Let the unknown parameter of interest be $\displaystyle{ \mu }$, and assume we have a statistic $\displaystyle{ m }$ such that the expected value of m is μ: $\displaystyle{ \mathbb{E}\left[m\right]=\mu }$, i.e. m is an unbiased estimator for μ. Suppose we calculate another statistic $\displaystyle{ t }$ such that $\displaystyle{ \mathbb{E}\left[t\right]=\tau }$ is a known value. Then

$\displaystyle{ m^\star = m + c\left(t-\tau\right) \, }$

is also an unbiased estimator for $\displaystyle{ \mu }$ for any choice of the coefficient $\displaystyle{ c }$. The variance of the resulting estimator $\displaystyle{ m^{\star} }$ is

$\displaystyle{ \textrm{Var}\left(m^{\star}\right)=\textrm{Var}\left(m\right) + c^2\,\textrm{Var}\left(t\right) + 2c\,\textrm{Cov}\left(m,t\right). }$

By differentiating the above expression with respect to $\displaystyle{ c }$, it can be shown that choosing the optimal coefficient

$\displaystyle{ c^\star = - \frac{\textrm{Cov}\left(m,t\right)}{\textrm{Var}\left(t\right)} }$

minimizes the variance of $\displaystyle{ m^{\star} }$, and that with this choice,

\displaystyle{ \begin{align} \textrm{Var}\left(m^{\star}\right) & =\textrm{Var}\left(m\right) - \frac{\left[\textrm{Cov}\left(m,t\right)\right]^2}{\textrm{Var}\left(t\right)} \\ & = \left(1-\rho_{m,t}^2\right)\textrm{Var}\left(m\right) \end{align} }

where

$\displaystyle{ \rho_{m,t}=\textrm{Corr}\left(m,t\right) \, }$

is the correlation coefficient of $\displaystyle{ m }$ and $\displaystyle{ t }$. The greater the value of $\displaystyle{ \vert\rho_{m,t}\vert }$, the greater the variance reduction achieved.

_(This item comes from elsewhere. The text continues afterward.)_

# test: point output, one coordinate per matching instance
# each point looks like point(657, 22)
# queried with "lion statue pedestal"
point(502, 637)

In the case that $\displaystyle{ \textrm{Cov}\left(m,t\right) }$, $\displaystyle{ \textrm{Var}\left(t\right) }$, and/or $\displaystyle{ \rho_{m,t}\; }$ are unknown, they can be estimated across the Monte Carlo replicates. This is equivalent to solving a certain least squares system; therefore this technique is also known as regression sampling.

When the expectation of the control variable, $\displaystyle{ \mathbb{E}\left[t\right]=\tau }$, is not known analytically, it is still possible to increase the precision in estimating $\displaystyle{ \mu }$ (for a given fixed simulation budget), provided that the two conditions are met: 1) evaluating $\displaystyle{ t }$ is significantly cheaper than computing $\displaystyle{ m }$; 2) the magnitude of the correlation coefficient $\displaystyle{ |\rho_{m,t}| }$ is close to unity. 

## Example

We would like to estimate

$\displaystyle{ I = \int_0^1 \frac{1}{1+x} \, \mathrm{d}x }$

using Monte Carlo integration. This integral is the expected value of $\displaystyle{ f(U) }$, where

$\displaystyle{ f(U) = \frac{1}{1+U} }$

and U follows a uniform distribution [0, 1]. Using a sample of size n denote the points in the sample as $\displaystyle{ u_1, \cdots, u_n }$. Then the estimate is given by

$\displaystyle{ I \approx \frac{1}{n} \sum_i f(u_i). }$

Now we introduce $\displaystyle{ g(U) = 1+U }$ as a control variate with a known expected value $\displaystyle{ \mathbb{E}\left[g\left(U\right)\right]=\int_0^1 (1+x) \, \mathrm{d}x=\tfrac{3}{2} }$ and combine the two into a new estimate

$\displaystyle{ I \approx \frac{1}{n} \sum_i f(u_i)+c\left(\frac{1}{n}\sum_i g(u_i) -3/2\right). }$

Using $\displaystyle{ n=1500 }$ realizations and an estimated optimal coefficient $\displaystyle{ c^\star \approx 0.4773 }$ we obtain the following results

 Estimate Variance Classical estimate 0.69475 0.01947 Control variates 0.69295 0.00060

The variance was significantly reduced after using the control variates technique. (The exact result is $\displaystyle{ I=\ln 2 \approx 0.69314718 }$.)